1920’lere geri dönmek

1920’lere geri dönmek isteyenler çoğalıyor.

O ruhu yeniden yakalamak, Cumhuriyet’in kuruluş felsefesine dayanarak bir kez daha ayağa kalkmak isteyenler var. Bugünün sorunlarını 90 yıl öncesinin araçlarıyla çözmeye kalkışmak, dahası kuruluşa içkin zaafları görmezden gelmek tuhaf.

Buradan başlayalım. Bugün bize kabul ettirilmek istenen tez kuruluşun zaafının bu ülkenin iki önemli unsurunu, İslamcıları ve Kürtleri dışlaması, başlangıçta onlara gösterdiği hoşgörüden hızla uzaklaşmasıdır.

1920’lerde İslamcılar ve Kürtler… Bu elma ve armut meselesi, yan yana, aynı kategoride değerlendirilmeleri olanaksız.

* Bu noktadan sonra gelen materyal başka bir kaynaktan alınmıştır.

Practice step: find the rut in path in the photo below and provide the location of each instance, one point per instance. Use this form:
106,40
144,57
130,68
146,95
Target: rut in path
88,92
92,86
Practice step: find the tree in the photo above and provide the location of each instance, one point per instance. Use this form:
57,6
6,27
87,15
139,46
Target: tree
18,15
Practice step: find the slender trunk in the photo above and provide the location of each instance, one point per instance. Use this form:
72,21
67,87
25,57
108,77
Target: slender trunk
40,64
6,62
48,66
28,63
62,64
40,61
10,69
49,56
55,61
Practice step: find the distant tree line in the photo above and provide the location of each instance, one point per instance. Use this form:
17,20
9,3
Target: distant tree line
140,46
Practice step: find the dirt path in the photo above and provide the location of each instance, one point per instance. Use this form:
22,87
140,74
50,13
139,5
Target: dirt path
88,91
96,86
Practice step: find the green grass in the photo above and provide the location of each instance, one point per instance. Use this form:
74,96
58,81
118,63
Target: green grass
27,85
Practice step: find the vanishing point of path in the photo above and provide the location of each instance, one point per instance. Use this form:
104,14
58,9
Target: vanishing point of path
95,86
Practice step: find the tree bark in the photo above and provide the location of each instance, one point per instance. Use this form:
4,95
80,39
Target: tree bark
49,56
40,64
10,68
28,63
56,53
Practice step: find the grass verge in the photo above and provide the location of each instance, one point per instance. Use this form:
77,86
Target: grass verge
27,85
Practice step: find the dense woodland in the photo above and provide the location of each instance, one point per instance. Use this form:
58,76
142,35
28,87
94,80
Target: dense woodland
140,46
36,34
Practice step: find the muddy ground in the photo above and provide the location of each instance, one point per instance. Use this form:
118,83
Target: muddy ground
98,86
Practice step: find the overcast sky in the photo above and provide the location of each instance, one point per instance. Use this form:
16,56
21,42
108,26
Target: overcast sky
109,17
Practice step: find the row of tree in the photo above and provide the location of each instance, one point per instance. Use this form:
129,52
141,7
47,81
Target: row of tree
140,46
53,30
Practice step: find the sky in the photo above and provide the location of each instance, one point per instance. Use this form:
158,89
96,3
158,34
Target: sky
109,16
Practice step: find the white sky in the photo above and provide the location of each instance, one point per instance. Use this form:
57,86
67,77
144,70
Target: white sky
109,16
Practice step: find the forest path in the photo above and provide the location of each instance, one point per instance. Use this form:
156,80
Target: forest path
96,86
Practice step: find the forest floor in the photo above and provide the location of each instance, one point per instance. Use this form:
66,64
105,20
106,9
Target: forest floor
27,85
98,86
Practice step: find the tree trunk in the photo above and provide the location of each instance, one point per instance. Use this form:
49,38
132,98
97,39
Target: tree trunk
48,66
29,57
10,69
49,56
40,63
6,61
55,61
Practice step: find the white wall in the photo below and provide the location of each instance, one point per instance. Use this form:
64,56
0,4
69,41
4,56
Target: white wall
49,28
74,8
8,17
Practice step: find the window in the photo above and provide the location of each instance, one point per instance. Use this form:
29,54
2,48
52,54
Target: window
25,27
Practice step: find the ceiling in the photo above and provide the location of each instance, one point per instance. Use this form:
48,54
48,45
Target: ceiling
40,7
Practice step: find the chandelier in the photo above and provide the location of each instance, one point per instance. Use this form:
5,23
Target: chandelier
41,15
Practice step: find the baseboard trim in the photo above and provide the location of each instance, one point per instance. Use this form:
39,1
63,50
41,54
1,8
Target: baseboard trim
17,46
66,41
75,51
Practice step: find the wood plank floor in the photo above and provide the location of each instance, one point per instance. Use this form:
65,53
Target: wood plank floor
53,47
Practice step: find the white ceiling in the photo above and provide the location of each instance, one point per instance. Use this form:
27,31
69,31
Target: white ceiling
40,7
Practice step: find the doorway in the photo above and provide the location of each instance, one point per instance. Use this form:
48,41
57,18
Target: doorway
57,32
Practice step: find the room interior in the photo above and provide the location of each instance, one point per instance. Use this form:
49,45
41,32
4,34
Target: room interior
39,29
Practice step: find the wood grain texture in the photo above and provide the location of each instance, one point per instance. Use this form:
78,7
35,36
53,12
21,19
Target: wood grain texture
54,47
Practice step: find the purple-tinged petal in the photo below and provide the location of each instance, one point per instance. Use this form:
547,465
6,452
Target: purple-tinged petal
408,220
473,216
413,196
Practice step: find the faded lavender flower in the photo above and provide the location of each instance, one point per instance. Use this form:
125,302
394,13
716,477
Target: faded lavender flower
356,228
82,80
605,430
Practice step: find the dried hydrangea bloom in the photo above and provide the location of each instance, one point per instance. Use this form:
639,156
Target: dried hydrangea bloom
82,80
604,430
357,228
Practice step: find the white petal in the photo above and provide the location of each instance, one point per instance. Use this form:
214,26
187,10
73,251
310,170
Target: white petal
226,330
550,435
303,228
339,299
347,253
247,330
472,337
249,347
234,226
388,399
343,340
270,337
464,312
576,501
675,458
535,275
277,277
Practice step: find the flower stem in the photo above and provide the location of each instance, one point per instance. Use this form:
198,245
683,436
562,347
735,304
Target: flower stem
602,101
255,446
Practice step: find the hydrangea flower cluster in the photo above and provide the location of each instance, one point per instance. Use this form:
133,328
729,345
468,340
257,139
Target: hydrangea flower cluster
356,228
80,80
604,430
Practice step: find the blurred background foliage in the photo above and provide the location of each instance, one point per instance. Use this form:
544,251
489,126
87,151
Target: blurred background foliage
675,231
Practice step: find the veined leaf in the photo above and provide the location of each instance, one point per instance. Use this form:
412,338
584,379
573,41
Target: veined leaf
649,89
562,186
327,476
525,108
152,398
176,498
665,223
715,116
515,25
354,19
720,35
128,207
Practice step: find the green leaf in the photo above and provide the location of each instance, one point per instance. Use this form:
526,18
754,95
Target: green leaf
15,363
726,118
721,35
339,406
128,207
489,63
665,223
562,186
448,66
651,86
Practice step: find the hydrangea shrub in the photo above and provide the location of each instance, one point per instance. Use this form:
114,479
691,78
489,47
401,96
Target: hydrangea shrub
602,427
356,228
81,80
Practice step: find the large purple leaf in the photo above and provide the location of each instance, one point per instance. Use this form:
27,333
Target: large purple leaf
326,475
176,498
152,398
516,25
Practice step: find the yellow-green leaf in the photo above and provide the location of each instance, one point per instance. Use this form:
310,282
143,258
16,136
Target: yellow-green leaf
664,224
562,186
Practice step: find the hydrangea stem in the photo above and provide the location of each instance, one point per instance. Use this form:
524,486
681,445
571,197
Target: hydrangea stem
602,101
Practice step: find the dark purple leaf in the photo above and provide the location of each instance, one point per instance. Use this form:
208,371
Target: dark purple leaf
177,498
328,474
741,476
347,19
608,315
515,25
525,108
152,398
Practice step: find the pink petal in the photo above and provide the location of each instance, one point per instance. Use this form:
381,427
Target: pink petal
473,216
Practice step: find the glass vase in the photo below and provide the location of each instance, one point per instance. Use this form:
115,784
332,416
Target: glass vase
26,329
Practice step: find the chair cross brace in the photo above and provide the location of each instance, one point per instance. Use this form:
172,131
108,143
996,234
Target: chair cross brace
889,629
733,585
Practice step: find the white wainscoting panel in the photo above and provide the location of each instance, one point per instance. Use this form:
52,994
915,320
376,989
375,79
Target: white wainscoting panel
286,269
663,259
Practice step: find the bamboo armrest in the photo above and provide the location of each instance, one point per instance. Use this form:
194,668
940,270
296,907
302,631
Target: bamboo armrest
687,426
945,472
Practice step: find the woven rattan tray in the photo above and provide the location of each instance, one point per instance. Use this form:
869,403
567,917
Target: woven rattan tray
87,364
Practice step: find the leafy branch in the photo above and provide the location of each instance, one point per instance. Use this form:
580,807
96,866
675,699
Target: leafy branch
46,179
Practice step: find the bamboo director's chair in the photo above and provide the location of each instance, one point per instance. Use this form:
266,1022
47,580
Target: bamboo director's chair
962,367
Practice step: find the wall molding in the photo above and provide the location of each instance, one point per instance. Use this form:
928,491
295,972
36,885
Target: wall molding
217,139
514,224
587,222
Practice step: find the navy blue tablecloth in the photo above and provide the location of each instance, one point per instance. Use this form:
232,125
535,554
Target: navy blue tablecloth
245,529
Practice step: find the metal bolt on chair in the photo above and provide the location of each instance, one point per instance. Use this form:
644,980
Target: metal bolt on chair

Biri, hangi toplumsallığa denk düşerse düşsün, eninde sonunda bir ideoloji, diğeri ise bir halk. Biri, siyasete tahvil edildiğinde feodalizmi besliyor, diğeri ise feodalizmden çekiyor.

İnananlarla değil ama dinin kurumsal varlığı ile hesaplaşmadan bir burjuva devrimi mümkün müdür? Değildir.

Bu hesaplaşma olmadan zaten halkçı olamazsınız.

Cumhuriyetin Kürtlerle hesaplaşmak zorunda kalması ise tam da bu nedenledir. Kürt halkının yoksul ve asıl kalabalık kesimini Cumhuriyet’le barıştıracak toplumsal dönüşümlerden korkulmuştur. Çünkü, 1920’lerde siyaset ve ideoloji alanında kendine alabildiğine güvenen Kemalistler, geri üretim ilişkilerine müdahale konusunda son derece çekingen ve isteksiz olmuşlardır.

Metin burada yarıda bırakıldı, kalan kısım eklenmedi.